Di daerah Muna dan Buton, bila waktunya tiba, haroa akan digelar di rumah masing-masing. Begitu pula di daerah rantau, orang-orang Muna dan Buton tak jarang masih ditemukan yang merawat tradisi itu dengan baik.
Tradisi haroa umumnya digelar oleh orang yang telah berkeluarga. Kalaupun bagi pemuda-pemudi lajang maupun anak-anak yang tinggal sendiri maka menghadiri acara haroa dengan mengunjungi kerabat. Karena hal itulah maka haroa juga dianggap sebagai sarana silaturrahim antar kerabat atau sanak keluarga.
Tradisi haroa |
Segenap anggota keluarga lalu datang berkumpul di ruang acara haroa. Semua peserta haroa membentuk lingkaran, di tengahnya ada nampan sajian makanan. Lazimnya haroa dipimpin oleh pemuka agama kampung yang disebut ‘imam’, ada pula penyebutan ‘modji’ .
Selama kurang lebih setengah jam, peserta haroa dengan tenang menantikan bacaan doa si imam selesai. Dalam salah satu tahapan, imam membaca doa sambil membakar dupa. Serbuk dupa itu mendesis setiap kali mengenai bara api hingga asap putihnya mengepul.
Usai pembakaran dupa oleh imam, wadah dupa itu dikelilingkan, untuk masing-masing peserta mengusapkan asapnya yang masih menebal ke bagian wajah.
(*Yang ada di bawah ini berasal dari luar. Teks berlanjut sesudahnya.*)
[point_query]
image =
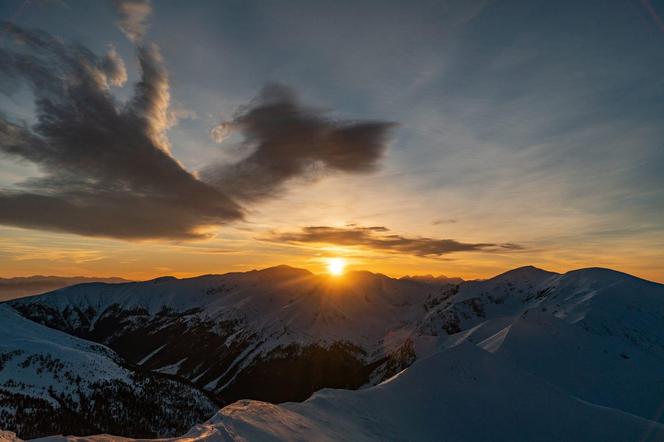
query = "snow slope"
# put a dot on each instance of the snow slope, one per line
(527, 355)
(53, 382)
(251, 334)
(459, 394)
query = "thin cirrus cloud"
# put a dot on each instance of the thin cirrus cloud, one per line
(380, 238)
(106, 166)
(132, 17)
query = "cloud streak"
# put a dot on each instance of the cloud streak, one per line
(380, 238)
(106, 167)
(133, 16)
(288, 140)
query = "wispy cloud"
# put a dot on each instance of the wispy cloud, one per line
(133, 16)
(379, 238)
(287, 140)
(107, 167)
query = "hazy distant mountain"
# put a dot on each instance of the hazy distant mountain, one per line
(11, 288)
(526, 355)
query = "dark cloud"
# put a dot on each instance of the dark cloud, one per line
(379, 238)
(114, 68)
(106, 167)
(133, 15)
(288, 140)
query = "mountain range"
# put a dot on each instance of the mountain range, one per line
(574, 356)
(11, 288)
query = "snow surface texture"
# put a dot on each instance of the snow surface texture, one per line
(527, 355)
(460, 394)
(51, 381)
Lalu wadah dupa itu dipinggirkan.
Rangkaian pembacaan doa selesai ketika imam menengadahkan tangan dengan memberi aba-aba “amin” lalu diiukuti peserta. Posisi ini mirip posisi berdoa usai ibadah shalat, yang mana imam shalat menengadahkan tangan lalu diikuti makmum.
Sajian makanan dalam acara haroa |
Acara haroa berakhir dengan saling jabat tangan (salaman). Imam menyalami masing-masing peserta lalu sesama peserta saling bersalaman. Suami bersalaman dengan istri, lalu ke anak-anak mereka.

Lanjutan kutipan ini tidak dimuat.